Thursday, September 19, 2013

Amazon EC2 Instance inaccessible because of s3fs

Hi again!

Long time since my last post but always wanted to continue this blog - as it turns out some might be actually reading it ;)

During the time I was gone, I changed jobs a couple of times, even changed countries. I am now based in London, UK - a rather exciting city. Now working a lot with Amazon AWS and Java EE.

This blog post is about problems we had setting up auto scaling on Amazon AWS EC2 cloud. We were using a GUI front-end named Asgard (the home of the gods!) by Netflix trying to set up clusters and test them.

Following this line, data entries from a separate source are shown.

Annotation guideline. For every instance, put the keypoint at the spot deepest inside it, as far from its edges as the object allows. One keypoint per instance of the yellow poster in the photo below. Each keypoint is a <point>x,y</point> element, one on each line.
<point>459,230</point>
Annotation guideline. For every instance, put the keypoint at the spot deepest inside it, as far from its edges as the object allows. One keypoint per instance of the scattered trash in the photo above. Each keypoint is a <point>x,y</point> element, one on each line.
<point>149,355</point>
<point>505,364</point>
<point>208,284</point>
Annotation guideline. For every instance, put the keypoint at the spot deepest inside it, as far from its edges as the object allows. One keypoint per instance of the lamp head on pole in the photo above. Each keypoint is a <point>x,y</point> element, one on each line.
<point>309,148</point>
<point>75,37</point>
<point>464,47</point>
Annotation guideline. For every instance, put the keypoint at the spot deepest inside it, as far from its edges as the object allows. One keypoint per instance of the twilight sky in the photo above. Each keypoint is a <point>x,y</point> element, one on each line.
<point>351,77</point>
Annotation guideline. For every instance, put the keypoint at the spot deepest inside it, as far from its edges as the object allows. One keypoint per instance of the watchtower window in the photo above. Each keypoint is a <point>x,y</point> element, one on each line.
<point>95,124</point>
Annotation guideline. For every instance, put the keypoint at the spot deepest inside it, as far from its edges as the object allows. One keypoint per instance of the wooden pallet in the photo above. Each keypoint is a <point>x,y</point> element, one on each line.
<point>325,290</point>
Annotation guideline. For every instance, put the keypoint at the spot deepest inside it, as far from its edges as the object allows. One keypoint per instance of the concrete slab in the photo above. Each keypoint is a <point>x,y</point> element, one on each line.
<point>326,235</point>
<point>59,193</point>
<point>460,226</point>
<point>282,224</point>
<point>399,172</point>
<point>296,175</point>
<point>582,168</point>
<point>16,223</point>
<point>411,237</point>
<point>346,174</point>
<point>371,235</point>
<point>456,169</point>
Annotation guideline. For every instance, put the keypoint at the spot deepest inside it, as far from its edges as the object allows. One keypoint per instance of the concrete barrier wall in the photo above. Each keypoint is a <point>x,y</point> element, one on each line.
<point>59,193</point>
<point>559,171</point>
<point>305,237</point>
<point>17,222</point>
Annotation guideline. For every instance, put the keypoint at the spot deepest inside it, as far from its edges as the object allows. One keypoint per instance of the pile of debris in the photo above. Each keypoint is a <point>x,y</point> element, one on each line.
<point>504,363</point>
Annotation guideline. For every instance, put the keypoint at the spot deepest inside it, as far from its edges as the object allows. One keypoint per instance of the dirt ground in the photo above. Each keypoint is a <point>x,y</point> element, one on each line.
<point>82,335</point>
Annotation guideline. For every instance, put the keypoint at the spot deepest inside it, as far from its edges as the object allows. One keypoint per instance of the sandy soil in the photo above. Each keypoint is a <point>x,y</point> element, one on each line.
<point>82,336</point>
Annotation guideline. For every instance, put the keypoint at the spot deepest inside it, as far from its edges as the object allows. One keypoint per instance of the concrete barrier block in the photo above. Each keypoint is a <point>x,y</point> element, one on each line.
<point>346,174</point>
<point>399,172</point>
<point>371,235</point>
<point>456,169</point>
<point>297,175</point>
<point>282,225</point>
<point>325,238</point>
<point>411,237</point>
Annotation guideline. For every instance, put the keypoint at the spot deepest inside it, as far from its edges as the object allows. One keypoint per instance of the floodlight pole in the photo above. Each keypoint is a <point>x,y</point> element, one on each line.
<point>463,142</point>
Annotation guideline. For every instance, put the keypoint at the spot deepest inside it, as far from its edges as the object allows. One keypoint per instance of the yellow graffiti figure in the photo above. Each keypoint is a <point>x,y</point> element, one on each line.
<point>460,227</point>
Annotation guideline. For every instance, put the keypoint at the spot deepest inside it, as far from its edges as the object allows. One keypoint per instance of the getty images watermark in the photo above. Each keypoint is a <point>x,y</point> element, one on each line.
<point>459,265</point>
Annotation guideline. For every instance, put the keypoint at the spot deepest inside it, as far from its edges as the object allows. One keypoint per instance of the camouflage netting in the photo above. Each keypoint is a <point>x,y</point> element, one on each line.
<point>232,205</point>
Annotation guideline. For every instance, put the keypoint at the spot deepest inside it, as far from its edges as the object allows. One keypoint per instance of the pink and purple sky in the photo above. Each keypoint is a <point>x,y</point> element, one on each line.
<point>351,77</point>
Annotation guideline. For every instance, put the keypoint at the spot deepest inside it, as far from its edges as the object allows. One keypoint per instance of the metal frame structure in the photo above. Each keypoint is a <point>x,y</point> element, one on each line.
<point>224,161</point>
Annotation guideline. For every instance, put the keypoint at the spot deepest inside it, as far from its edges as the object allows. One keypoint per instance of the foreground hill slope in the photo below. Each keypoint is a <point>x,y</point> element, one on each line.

As we are moving more and more of our infrastructure into EC2, some problems become more and more apparent, especially the ability (or in our case - inability) of applications to work in clusters. There are some things that need to be considered, before creating a cluster of you application, which are not in the scope of this post.

Long story short, we needed to make some short cuts and instead of using Amazon S3 as it should - via its HTTP API, we went the s3fs way... it is a neat helper tool but can have nasty effects like memory leaks (saw it grab 50% of the machines RAM) and wild CPU usage... as it had in our case.

I was during a jMeter performance test of our two moved clusters, one is a PHP frontend app cluster and the other is a Perl service application cluster. Both of them started of as small instance clusters however the tests revealed that our Perl apps have a rather annoying problem with going really well and then just dying when overwhelmed. So we thought to go with medium instance sizes for the Perl cluster...

The medium instances hover did not start properly, they couldn't be ssh'd and the "get system log" option revealed that the setup didn't finish. The problematic thing about this was, that even though the small instances started without issue, the medium or large (we didn't try higher ones as it didn't seam there is a point) won't start. In the AWS console the instances passed all checks (which seam like a bit of shitty tests IMHO) but still there was zero movement.

After a few hours of trying different options to connect to the instances, we actually paid for Amazon's business level support - which is amazing. It costs you about 10% of your monthly fee or $100 whichever is higher, but assuming we would spend a week on figuring this out... well worth it. After about 30 minutes with one of their support staff, we finally found the problem.

We had a s3fs share mounted straight to /mnt and with no __netdev options (which basically means, that it need the network connection in otder to be mounted). After changing the mount point to some other folder and adding the fstab option, everything went back to normal and the instances

What we assumed is that the small instance was slow enough to start s3fs after it had started networking, therefore finishing the boot sequence correctly.

Hope this helps anyone stuck with the same problem. If an instance is not booting properly - look at fstab and use s3fs as a temporary option.